Year :
2022
| Month :
June
| Volume :
16
| Issue :
6
| Page :
LC15 - LC21
Full Version
Determinants of Non Communicable Diseases: A Mixed-method Study on its Prevalence and Perceptions among Rural Population of Muchisa, West Bengal
Published: June 1, 2022 | DOI: https://doi.org/10.7860/JCDR/2022/53398.16467
Sinjita Dutta, Ankita Mishra, Mausumi Basu, Meghna Mukherjee
1. Associate Professor, Department of Community Medicine, Institute of Post Graduate Medical Education and Research, Kolkata, West Bengal, India.
2. Postgraduate Trainee, Department of Community Medicine, Institute of Post Graduate Medical Education and Research, Kolkata, West Bengal, India.
3. Professor, Department of Community Medicine, Institute of Post Graduate Medical Education and Research, Kolkata, West Bengal, India.
4. Statistician cum Tutor, Department of Community Medicine, Institute of Post Graduate Medical Education and Research, Kolkata, West Bengal, India.
Correspondence Address :
Dr. Ankita Mishra,
Postgraduate Trainee, Department of Community Medicine, 1st Floor, Academic Building, IPGME&R, AJC Bose Road, Kolkata, West Bengal, India.
E-mail: 22ankita1992@gmail.com
Abstract
Introduction: Most people with Non Communicable Diseases (NCDs) are unaware of the problem because it usually does not have any signs or symptoms in the initial stages. The measures for prevention of NCDs are not well known to the rural population which results in a huge burden on the health system.
Aim: To estimate the burden of NCDs, and its risk factors among the rural population residing in a village of Budge Budge II block, West Bengal.
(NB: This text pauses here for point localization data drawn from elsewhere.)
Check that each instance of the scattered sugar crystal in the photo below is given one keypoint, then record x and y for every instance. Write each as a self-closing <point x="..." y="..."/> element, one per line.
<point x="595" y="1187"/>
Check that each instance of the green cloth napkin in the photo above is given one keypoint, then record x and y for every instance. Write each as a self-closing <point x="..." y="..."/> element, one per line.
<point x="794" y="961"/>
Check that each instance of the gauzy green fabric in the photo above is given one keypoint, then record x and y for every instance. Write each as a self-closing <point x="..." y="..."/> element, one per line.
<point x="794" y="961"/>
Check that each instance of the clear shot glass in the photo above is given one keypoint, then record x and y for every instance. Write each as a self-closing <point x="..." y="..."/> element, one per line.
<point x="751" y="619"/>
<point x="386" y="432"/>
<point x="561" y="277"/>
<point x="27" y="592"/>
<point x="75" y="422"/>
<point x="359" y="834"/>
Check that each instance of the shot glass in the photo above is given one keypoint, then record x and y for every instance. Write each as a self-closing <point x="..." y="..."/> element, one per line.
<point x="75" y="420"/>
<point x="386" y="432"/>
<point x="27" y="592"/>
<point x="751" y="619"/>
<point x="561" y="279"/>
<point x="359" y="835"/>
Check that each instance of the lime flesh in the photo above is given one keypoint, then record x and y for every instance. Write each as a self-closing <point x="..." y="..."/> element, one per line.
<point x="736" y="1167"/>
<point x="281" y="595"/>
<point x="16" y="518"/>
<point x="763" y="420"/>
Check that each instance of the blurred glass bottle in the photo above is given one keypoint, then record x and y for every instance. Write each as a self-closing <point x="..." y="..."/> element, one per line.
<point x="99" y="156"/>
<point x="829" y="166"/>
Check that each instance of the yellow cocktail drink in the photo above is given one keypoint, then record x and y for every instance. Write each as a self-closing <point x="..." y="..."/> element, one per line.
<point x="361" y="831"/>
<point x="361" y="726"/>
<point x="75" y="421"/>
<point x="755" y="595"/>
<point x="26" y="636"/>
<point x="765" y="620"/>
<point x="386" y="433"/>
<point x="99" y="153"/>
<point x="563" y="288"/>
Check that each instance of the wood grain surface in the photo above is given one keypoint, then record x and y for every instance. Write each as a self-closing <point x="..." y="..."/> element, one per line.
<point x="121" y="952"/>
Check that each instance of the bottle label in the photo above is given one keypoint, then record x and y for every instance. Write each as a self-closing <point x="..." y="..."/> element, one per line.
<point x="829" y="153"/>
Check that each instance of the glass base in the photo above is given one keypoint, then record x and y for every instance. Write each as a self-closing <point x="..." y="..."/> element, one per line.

Also to explore their perceptions regarding determinants, complications and prevention of NCDs, and to look for the association of NCDs with the risk factors and socio-demographic characteristics.
Materials and Methods: An observational study, with cross-sectional design using mixed-methods approach, was conducted on 160 residents of Muchisa, from December 2020 to March 2021. A predesigned, pretested and structured schedule, prepared on the basis of World Health Organisation (WHO) STEPS framework, was used to assess the presence NCD and associated risk factors in the study population. Focused group discussion guide was employed to inquire about their perceptions. The participants were selected through cluster random sampling. The data were explored using Pearson’s Chi-square test, logistic regression and thematic analysis. A p-value of <0.05 was considered significant.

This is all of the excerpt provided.